Of course, it also considers the number of recommendations from Twitter, Digg, and oneriot share.
The more recommendations, the higher the probability of ranking first in the pulse search results; the greater the freshness, the less noticeable the effects of other factors. This is an enhanced version of the Reddit mode, but aggregates the number of recommendations for different social sites and adds several factors.
Reference resources:
1. ranking algorithm for the realtime Web: oneriot "pulse rank" update
Mode 3: Digg Mode
Digg has many tips:
1. Speed of voting: for example, 40 to 40 minutes can be collected quickly in the first half of an article ~ If there are 50 votes, it doesn't matter who voted. This article will go to the homepage.
2. Voting user level. However, Digg's "a couple updates" announced that top users are always accompanied by abnormal and nasty behavior, so this factor will continue to decrease. If you have a lot of friends, you need more Digg to submit the articles to go to the homepage, usually 2 ~ 3 times.
3. Number of comments and the number of ratings. If an article has 40 comments, 20 of which are rated below-4, the article will not go to the homepage.
4. Number of bury instances. We will also consider the bury type, such as repeated stories, spam, and wrong classification. If an article in the upcoming queue gets three bury S, it will always be buried.

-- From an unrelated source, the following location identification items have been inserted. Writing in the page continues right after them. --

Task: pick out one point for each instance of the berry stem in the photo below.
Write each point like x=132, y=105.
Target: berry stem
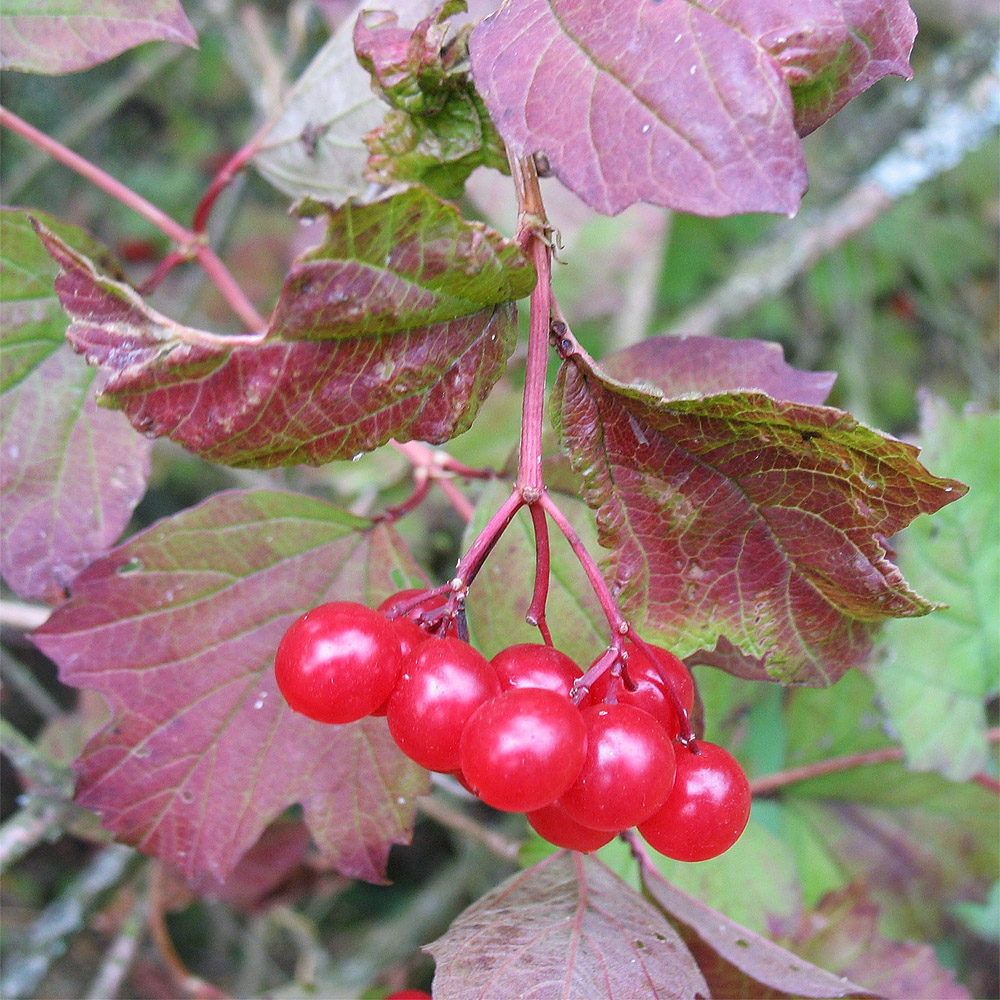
x=536, y=610
x=190, y=244
x=616, y=622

If the article is on the homepage and has 1000 Diggs entries, it takes about 10 ~ 15 bury entries can make it disappear (the disappearance means that only the final page can be accessed, and this article will not be seen on any category of navigation pages ).

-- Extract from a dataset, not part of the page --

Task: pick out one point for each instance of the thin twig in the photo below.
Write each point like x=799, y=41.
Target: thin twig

5. Popular ratio of voting users. If 10 ~ More than 70% of the 15 popular ratio users have posted an article, which makes it easy to go to the homepage. You can check the popular ratio of each user on the Digg user page.

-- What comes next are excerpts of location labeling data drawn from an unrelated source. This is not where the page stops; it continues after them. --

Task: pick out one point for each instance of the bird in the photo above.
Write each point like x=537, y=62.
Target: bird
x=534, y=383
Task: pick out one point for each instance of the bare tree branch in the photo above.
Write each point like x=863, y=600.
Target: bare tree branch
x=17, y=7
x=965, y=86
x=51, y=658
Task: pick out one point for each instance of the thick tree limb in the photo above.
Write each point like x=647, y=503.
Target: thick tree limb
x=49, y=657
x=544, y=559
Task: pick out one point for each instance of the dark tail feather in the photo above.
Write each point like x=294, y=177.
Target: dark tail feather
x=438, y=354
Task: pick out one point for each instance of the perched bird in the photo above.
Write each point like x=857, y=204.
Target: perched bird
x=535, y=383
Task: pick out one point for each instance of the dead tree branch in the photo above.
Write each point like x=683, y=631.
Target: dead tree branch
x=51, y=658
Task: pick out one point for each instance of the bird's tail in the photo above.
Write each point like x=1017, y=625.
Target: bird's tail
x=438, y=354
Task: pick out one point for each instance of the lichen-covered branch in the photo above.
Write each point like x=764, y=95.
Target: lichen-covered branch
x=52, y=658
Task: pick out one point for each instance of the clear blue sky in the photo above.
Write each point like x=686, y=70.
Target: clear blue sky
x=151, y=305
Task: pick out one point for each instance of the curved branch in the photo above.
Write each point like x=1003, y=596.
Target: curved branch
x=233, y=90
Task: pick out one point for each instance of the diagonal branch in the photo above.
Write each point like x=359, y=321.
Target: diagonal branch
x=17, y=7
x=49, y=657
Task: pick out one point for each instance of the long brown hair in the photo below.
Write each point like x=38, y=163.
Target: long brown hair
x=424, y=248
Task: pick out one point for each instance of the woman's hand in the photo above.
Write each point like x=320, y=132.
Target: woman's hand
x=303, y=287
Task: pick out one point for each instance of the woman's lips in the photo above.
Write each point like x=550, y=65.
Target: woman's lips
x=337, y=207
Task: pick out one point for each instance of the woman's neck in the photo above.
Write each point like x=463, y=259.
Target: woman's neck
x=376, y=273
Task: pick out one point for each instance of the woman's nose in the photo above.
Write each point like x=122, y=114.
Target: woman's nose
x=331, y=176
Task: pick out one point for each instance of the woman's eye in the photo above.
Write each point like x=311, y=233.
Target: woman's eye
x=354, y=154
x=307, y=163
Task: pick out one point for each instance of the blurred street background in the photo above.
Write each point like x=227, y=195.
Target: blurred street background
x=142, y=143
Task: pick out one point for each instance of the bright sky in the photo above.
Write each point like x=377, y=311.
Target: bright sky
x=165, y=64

DiggAlgorithmIt has been tested for a long time and is constantly corrected. It makes full use of all the information it can collect and is worth learning from.
Like Digg, newsvine is well-considered:
- User reputation;
- Reputation of user friends;
- Comment;
- Domain Name weight;
- Browsing count and stay time.
Reference Source:
1. The Digg algorithm-unofficial FAQ
2. newsvine algorithm and potential ranking factors for exposure
Mode 4. Seeds Mode
This is a probing statistical method for a third-party application to go deep into a social media. Select a key users set in advance (such as the founder and other core users, known as "seeds"), then scan the social graph from these users, and count inbound links and friends, obtain the rankings of Different metrics of the scanned social media. This is the method used by the spinn3r rank. This mode is not limited to computing top users.
The following two techniques are often used:
- Scanning from approved sources: a good algorithm, of course, should start from a good source, so does techmeme and playlist SR;
- Traverse friendship: spammers or users with low levels are unlikely to get connections from seeds.
Well, this is one of the several sort rule algorithms that I have observed in social media. If you have any additional information, please leave a message or follow me.
Zheng, Beijing, 20090905
Other references:
1. What is influencerank?
2. ranking by semantic similarity
We recommend that you read the following articles:
1. Four modes of developing value-added social media;
2. Analyze the network trajectory and fragmentation of a person;
3. [semantic] sentiment analysis direction: 0908;
4. Five techniques for finding experts from the massive data volumes of social media.